Maurice Müller (born 6 March 1983) is a German politician (Bündnis 90/Die Grünen) and parliamentarian at Bremische Bürgerschaft.

== Biography ==
Müller was born and raised at Kassel. After his high school exam, Müller studied political sciences, legal sciences and North American history at Universität Erfurt and concluded with the title of Bachelor of Arts in 2006. Müller continued in studying political communication at Bielefeld University and European Studies at Sciences Po in Paris. He was nominated for programme Europa Intensiv which included a one-year training and an internship at the Representation of Hesse to the EU in Brussels. Müller wrote his master thesis about "Europeanization" and finished in 2010. In addition, he was involved in a communications and sustainability project at Commerzbank in Frankfurt. The project was organised by the talent organisation Campus of Excellence.

Müller is married and lives in Geestemünde at Bremerhaven.

=== Political activities ===
Müller was a member and committee member of Green Youth (Germany) at Kassel and became a member of Green Party. In 2012 he moved to the Green Party in Bremerhaven. He also became a committee member for several periods.

==== Municipal Councillor at Bremerhaven ====
In 2014, Müller was unanimously elected as a municipal councillor and head for the environmental and climate department. He was elected as one of the youngest municipal councillors in Bremerhaven and became a member of the Magistrate of the city of Seestadt Bremerhaven. Müller opened a city bureau on climate affaires at Bremerhaven. He also supported the founding of Climate Council for young people at Bremerhaven. In September 2014 Bremerhaven became Fairtrade town under his leadershop.
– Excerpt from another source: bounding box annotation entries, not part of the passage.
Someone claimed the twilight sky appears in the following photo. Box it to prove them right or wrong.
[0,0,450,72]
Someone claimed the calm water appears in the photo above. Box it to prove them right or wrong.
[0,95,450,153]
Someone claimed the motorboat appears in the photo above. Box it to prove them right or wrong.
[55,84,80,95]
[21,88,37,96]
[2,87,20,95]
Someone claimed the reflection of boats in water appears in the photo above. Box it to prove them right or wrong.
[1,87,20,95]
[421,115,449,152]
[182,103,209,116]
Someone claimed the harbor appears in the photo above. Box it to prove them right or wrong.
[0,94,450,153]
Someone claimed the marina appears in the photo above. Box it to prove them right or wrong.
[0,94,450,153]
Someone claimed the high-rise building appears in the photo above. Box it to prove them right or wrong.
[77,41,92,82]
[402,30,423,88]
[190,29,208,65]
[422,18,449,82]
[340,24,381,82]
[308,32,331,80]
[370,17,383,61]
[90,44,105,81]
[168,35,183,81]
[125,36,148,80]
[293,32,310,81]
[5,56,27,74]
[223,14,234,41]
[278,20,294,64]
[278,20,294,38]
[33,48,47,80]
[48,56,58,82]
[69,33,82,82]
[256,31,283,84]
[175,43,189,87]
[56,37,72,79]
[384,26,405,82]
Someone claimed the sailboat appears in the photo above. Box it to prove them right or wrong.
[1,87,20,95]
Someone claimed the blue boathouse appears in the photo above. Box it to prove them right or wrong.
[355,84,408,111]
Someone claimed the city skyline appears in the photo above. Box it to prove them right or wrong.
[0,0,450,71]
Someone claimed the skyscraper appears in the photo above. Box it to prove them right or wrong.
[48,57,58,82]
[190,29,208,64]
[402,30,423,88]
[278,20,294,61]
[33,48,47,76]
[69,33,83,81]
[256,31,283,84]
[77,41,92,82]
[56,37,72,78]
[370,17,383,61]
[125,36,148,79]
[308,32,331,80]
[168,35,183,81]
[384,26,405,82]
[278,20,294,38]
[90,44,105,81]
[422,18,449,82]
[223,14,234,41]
Together with the Climate Council for young people Müller opened the first repair cafe of Bremerhaven in December 2014.

After Bremen elections in 2015, Müller became municipal councillor and head for the parks and open space planning department (Gartenbauamt). It provides planning, building and keeping of the Green in Bremerhaven, which also means responsibility for biodiversity and climate adoption concerning tree selection and saving green areas. Müller focussed on sustainability and better conditions for bees and insects in Bremerhaven. He implemented more wildflower meadows in Bremerhaven especially near to streets and on Green areas. He supported learning programs in schools at Bremerhaven, which focus on biodiversity. The Gartenbauamt extensively refurbished the historical Holzhafen at Geestemuende in the term of office of Müller. Müller led the department until June 2019.

==== Member of Bremen Parliament ====
In 2019 Müller has been elected to Bürgerschaft of Bremen for Bündnis '90/Die Grünen. Müller is chairman of the harbour committee of the Bremen Parliament. He is speaker on innovation and technology for his Green Party. Müller is expert to the Energiewende process in Germany and Bremen (state). He also works for a German Research Institute focused on Wind energy systems at Bremerhaven.

Müller also led the Green negotiations team concerning economy and harbour policies. These finally concluded as a part to the coalition contract of SPD, Bündnis '90/Die Grünen and The Left (Germany).

Müller is an elected member of the first inquiry commission concerning climate protection of Bremische Bürgerschaft.

==== UN Internet Governance ====
Müller participated in UN IGF 2019 at Berlin. Müller is focussed on digitalization as a broad participation process. This means a regulation on hate and faked news on the Internet. Müller presented results of his research at the European Communication Convention ECC 2017 at Munich.